The story of Franklin Andrews, who was fired in 2009 for spending more than half his day browsing the Web and downloading in excess of 300 pornographic photos, serves as a reminder that, for some, the Internet is just one big distraction.
When I speak at conferences on how to build a successful social media strategy, at least one executive usually asks me about the benefits of blocking access to Twitter, YouTube, and other popular sites in an attempt to avoid 'time theft,' the term used to describe the offence Andrews allegedly committed while working at the Department of Citizenship and Immigration in Ottawa.
My answer is usually a firm 'no;' that it doesn't make sense to block social media usage at work. For starters, there are plenty of other sites where employees can waste time, and restricting all access is a clear sign that you don't trust your employees. Moreover, if you're keen on recruiting a younger generation of workers, you'll have a tough time convincing them that blocking sites like Facebook is for their own good. Also, don't forget that most workers come armed with smartphones, so they can surf as they see fit.
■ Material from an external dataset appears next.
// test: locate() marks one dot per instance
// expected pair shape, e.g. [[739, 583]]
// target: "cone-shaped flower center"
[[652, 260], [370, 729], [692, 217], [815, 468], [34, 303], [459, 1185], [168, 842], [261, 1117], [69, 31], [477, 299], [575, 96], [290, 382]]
So where does this leave an employer? Naturally, no one wants people who work for them wasting time. In my experience, part of the problem lies at the management level. Bosses rarely provide employees with guidelines for social media usage, so employees are left to do what they want (unaware of the consequences). One company I met recently explained they were 100 per cent committed to using YouTube to reach out to their clients, but their employees were blocked from watching online videos during work hours. This approach can be counterproductive on the marketing front since many social media strategies work best when you build community from the inside out. For example, @Zappos is a great example of a company that encourages smart social media practices to build an army of brand ambassadors within the organization.
A more positive approach than banning access to the Internet is educating employees. The Department of Justice in Victoria, Australia, launched this YouTube video to talk about a commonplace approach to using social media at work. It explains how to engage in smart commenting online and asks employees to be respectful about how they use these tools on the job. While an educational and informative social media policy, whether in online form or in video form, won't stop everyone from abusing online access, it's a good start.
Unfortunately there will always be people who don't follow the rules, but technology isn't to blame. Whether it's wasting time online, on the phone, or during a smoke break, these employees will find a way to avoid work and should be dealt with accordingly, but that doesn't mean spoiling the Internet experience for many responsible co-workers. Also, Canada has a serious productivity problem, which could be eased by employers and employees ensuring that they have sufficient productive work to do so that they do not idly pass their time in cyberspace.